Место старшего оперуполномоченного досталось ему по наследству. Демобилизовавшись и вернувшись в родную губернию, он с трудом вливался в гражданскую жизнь без принятых за бугром поскакушек и вечного ничегонеделанья, потому как и так сосед подаст. Спас Катанина портрет дедушки, приколотый прозорливой бабулей к ковру прямо над Виталиной кроватью. Дед, нещадно гонявший в годы войны фрицев, затем играючи поднял целину Караганды и заодно поднялся сам до начальника УГРО – сказалось умение целинника сажать. Зачистка всесоюзной житницы от нежелательных элементов была им проведена настолько быстро и масштабно, что оперативники его отделения спивались от безделья еще многие пятилетки спустя. А славного деда отправили в МУР в мягком вагоне с предварительной остановкой в санатории у известной русской реки.
Там на его грудь, и без того усеянную медалями, упала главная награда, герой труда Марья, тоже премированная путевкой. Девушка была честных правил и не смогла расстаться со своим заводом даже после свадьбы, а молодой муж решил, что искоренять преступность можно и не в Москве. Жили они дружно и счастливо, но, как это часто бывает, природа на детях великой пары отдохнула, а на внуках прямо-таки ушла в бессрочный отпуск без сохранения. Виталик вышел не вундеркинд и мечтал о свершениях только в пределах меньшей или большей бутылки пива.
Но со временем – может быть, и потому, что бутылки большего размера стали преобладать – ежеутренние встречи с полным достоинства взглядом великого деда на фотокарточке стали напрягать. Предок делался, как казалось Катанину, все мрачнее и мрачнее, пока в одно прекрасное утро после новогоднего марафона со стороны ковра донеслось: "Уголовка по тебе плачет!". То обменивались мнениями соседи за стенкой, но Виталик принял издержки панельного строительства за глас с того света. На утро он сдался в милицейскую академию.
С той поры недоросль стал человеком. Все, что еще можно было спасти из его серенького вещества, пошло в дело: опытные сыскари из старой гвардии не жалели сил, чтобы Катанин-старший перестал краснеть на Небесах и знал, что внучек не посрамит честь фамилии. В качестве поощрения и аванса за будущие заслуги Виталий довольно скоро даже не дорос, а взлетел на должность старопера, где и застрял в немом изумлении от обилия работы.
Вот и сейчас Виталий сидел и с трудом выжимал правду из миллиона никчемных фактов и недомолвок.
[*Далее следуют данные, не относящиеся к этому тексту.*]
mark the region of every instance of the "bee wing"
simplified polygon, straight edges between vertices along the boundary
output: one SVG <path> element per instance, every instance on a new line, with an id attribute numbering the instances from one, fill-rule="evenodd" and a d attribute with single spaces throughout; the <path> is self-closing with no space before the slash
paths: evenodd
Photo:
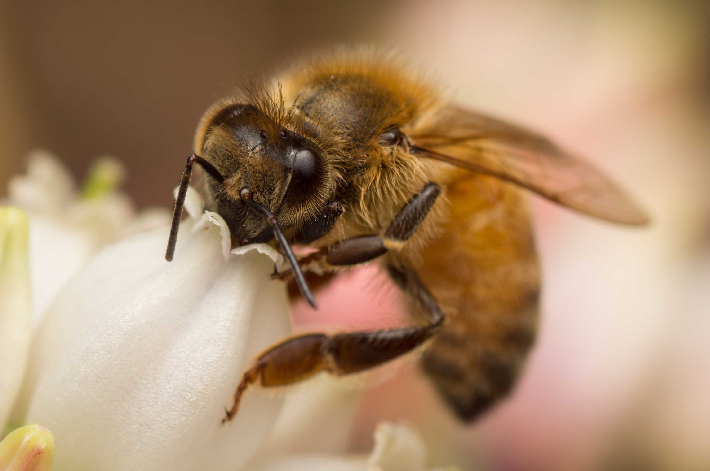
<path id="1" fill-rule="evenodd" d="M 497 177 L 586 214 L 625 224 L 649 221 L 601 172 L 527 129 L 449 106 L 409 137 L 417 155 Z"/>

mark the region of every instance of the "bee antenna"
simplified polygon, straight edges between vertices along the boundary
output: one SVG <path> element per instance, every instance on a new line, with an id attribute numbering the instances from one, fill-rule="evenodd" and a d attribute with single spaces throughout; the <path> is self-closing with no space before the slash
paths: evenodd
<path id="1" fill-rule="evenodd" d="M 293 276 L 295 278 L 298 289 L 301 292 L 301 294 L 303 295 L 305 300 L 308 301 L 308 304 L 311 305 L 311 307 L 314 309 L 317 309 L 318 304 L 313 297 L 313 294 L 311 293 L 310 288 L 308 287 L 305 277 L 303 276 L 303 272 L 301 271 L 301 267 L 298 265 L 298 260 L 296 260 L 295 255 L 293 255 L 293 250 L 291 250 L 290 244 L 288 243 L 288 240 L 286 240 L 283 233 L 281 232 L 281 228 L 278 226 L 278 221 L 276 219 L 276 216 L 268 209 L 254 201 L 251 190 L 248 188 L 242 188 L 241 191 L 239 192 L 239 196 L 241 198 L 241 201 L 250 209 L 266 218 L 266 221 L 271 225 L 271 227 L 273 228 L 273 235 L 278 240 L 278 243 L 281 245 L 283 251 L 286 253 L 286 258 L 288 259 L 288 262 L 291 264 L 291 269 L 293 270 Z"/>
<path id="2" fill-rule="evenodd" d="M 180 221 L 182 218 L 182 206 L 185 206 L 185 198 L 187 195 L 187 187 L 192 175 L 192 164 L 197 162 L 202 167 L 208 175 L 222 184 L 224 183 L 224 177 L 219 171 L 209 162 L 195 154 L 190 154 L 185 164 L 185 171 L 180 179 L 180 188 L 178 189 L 178 197 L 175 198 L 175 207 L 173 211 L 173 223 L 170 224 L 170 235 L 168 238 L 168 248 L 165 249 L 165 260 L 173 261 L 175 253 L 175 244 L 178 243 L 178 231 L 180 230 Z"/>

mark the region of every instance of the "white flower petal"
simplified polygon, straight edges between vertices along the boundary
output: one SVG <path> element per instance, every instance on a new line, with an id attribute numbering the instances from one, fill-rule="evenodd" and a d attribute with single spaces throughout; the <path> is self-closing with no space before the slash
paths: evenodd
<path id="1" fill-rule="evenodd" d="M 361 391 L 322 373 L 289 392 L 265 455 L 346 451 Z"/>
<path id="2" fill-rule="evenodd" d="M 126 240 L 48 312 L 25 406 L 61 444 L 55 470 L 236 470 L 275 421 L 282 399 L 252 388 L 219 424 L 251 358 L 290 332 L 285 286 L 271 258 L 225 260 L 219 228 L 189 221 L 172 263 L 166 229 Z"/>
<path id="3" fill-rule="evenodd" d="M 63 211 L 76 199 L 76 184 L 69 170 L 52 153 L 34 150 L 28 156 L 27 173 L 8 184 L 10 201 L 28 211 Z"/>
<path id="4" fill-rule="evenodd" d="M 52 300 L 94 253 L 90 235 L 42 214 L 30 216 L 32 322 L 36 326 Z"/>
<path id="5" fill-rule="evenodd" d="M 30 346 L 32 310 L 27 245 L 24 212 L 0 206 L 0 430 L 20 387 Z"/>
<path id="6" fill-rule="evenodd" d="M 364 456 L 290 456 L 274 460 L 258 471 L 379 471 L 368 467 Z M 416 470 L 413 470 L 416 471 Z"/>
<path id="7" fill-rule="evenodd" d="M 426 446 L 418 432 L 405 425 L 381 422 L 375 447 L 364 455 L 301 455 L 272 459 L 259 471 L 424 471 Z M 455 468 L 450 468 L 452 471 Z"/>
<path id="8" fill-rule="evenodd" d="M 375 448 L 370 456 L 373 467 L 383 471 L 423 470 L 426 446 L 418 432 L 404 425 L 381 422 L 375 430 Z"/>

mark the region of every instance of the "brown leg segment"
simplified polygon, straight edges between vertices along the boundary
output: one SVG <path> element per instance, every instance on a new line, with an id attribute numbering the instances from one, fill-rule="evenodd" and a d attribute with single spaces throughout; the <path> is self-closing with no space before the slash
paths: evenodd
<path id="1" fill-rule="evenodd" d="M 310 333 L 288 338 L 262 353 L 244 374 L 222 423 L 235 416 L 244 390 L 257 380 L 268 387 L 293 384 L 324 370 L 339 376 L 364 371 L 411 352 L 438 333 L 443 314 L 416 274 L 393 267 L 389 270 L 422 308 L 427 325 L 334 336 Z"/>
<path id="2" fill-rule="evenodd" d="M 376 258 L 387 252 L 388 245 L 403 243 L 411 237 L 440 194 L 439 185 L 427 183 L 400 210 L 383 236 L 354 237 L 311 256 L 325 256 L 332 265 L 355 265 Z M 244 374 L 222 423 L 231 420 L 239 410 L 244 390 L 257 380 L 268 387 L 297 382 L 323 370 L 337 375 L 358 372 L 412 351 L 438 332 L 444 316 L 416 274 L 400 267 L 388 270 L 395 282 L 419 304 L 427 316 L 427 325 L 330 336 L 310 333 L 287 338 L 262 353 Z M 283 277 L 285 273 L 274 274 L 274 277 Z"/>
<path id="3" fill-rule="evenodd" d="M 441 187 L 430 182 L 402 207 L 383 235 L 356 236 L 346 239 L 302 257 L 299 265 L 307 265 L 324 257 L 329 265 L 357 265 L 374 260 L 392 248 L 399 248 L 419 228 L 439 194 Z M 289 269 L 274 273 L 272 277 L 285 279 L 292 274 L 293 271 Z"/>

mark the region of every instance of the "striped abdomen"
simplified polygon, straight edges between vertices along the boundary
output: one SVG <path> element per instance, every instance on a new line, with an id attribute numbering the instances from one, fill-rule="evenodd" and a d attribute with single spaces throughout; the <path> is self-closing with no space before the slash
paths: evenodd
<path id="1" fill-rule="evenodd" d="M 447 185 L 447 221 L 414 265 L 447 314 L 424 370 L 471 420 L 520 375 L 535 341 L 540 282 L 524 196 L 492 178 L 467 177 Z"/>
Дело о произошедшем в школе не задалось с самого начала. Систематизировать показания свидетелей не смогли бы и Лобачевский с Кони, а каждый новый опрашиваемый только все запутывал еще сильнее. На трехчасовое бдение с мадам Поленко можно было бы запросто продавать билеты ценителям театра абсурда и мексиканских драм с кровосмесительным сюжетом, но вот нести этот протокол начальству точно не стоило. Катанин пригорюнился, задумался, и до него не сразу дошло, что Клавдия Энгельгартовна готова поделиться со следствием еще кое-чем.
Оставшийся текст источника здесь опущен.